Above the huge materiality of these sculptures, the evanescent silicon of two lovers, the bronze stability of the family and the weak density of the rubber of the internal machinery of the massive vehicles, Asta Gröting keeps showing us things that can’t normally be seen and also perhaps those which we don’t really want to see, the intimate moments of two people or family relationships, or the car frames, the invisibility of material elements, of unspoken feelings. Both in the former than in the new works, the artist puts the visitor in presence of the «hidden processes visible», of the tension of the installation and reveals her inexhaustible questioning of the psychic and emotive depth of self-construction and the underlying conditions of human existence.

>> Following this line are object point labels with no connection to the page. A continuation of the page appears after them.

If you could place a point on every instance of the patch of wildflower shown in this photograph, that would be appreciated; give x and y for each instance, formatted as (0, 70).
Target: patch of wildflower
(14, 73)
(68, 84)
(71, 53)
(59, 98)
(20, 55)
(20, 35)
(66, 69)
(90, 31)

Working in a scale simultaneously monumental and intimate, Asta Grötings’ sculptures explore the below and the beyond and show how «beauty consists of tension and wealth of associations».

Born in 1961 in Herford, Germany, lives and works in Berlin, Asta Gröting has been the subject of numerous solo exhibitions both nationally and internationally at museums including: Neuer Berliner Kunstverein, Berlin, Germany; Lentos Kunstmuseum, Linz, Austria; Henry Moore Institute, Leeds, United Kingdom; MARTa, Herford, Germany ; Freud Museum, London, United Kingdom; among other international venues. Selected group exhibitions include: Vehbi Koç Foundation contemporary art collection, Istanbul, Turkey; The Alderich Art Museum, Ridgefield, United States; Kunsthaus Baselland, Switzerland; Kunsthalle Fridericianum, Kassel, Germany.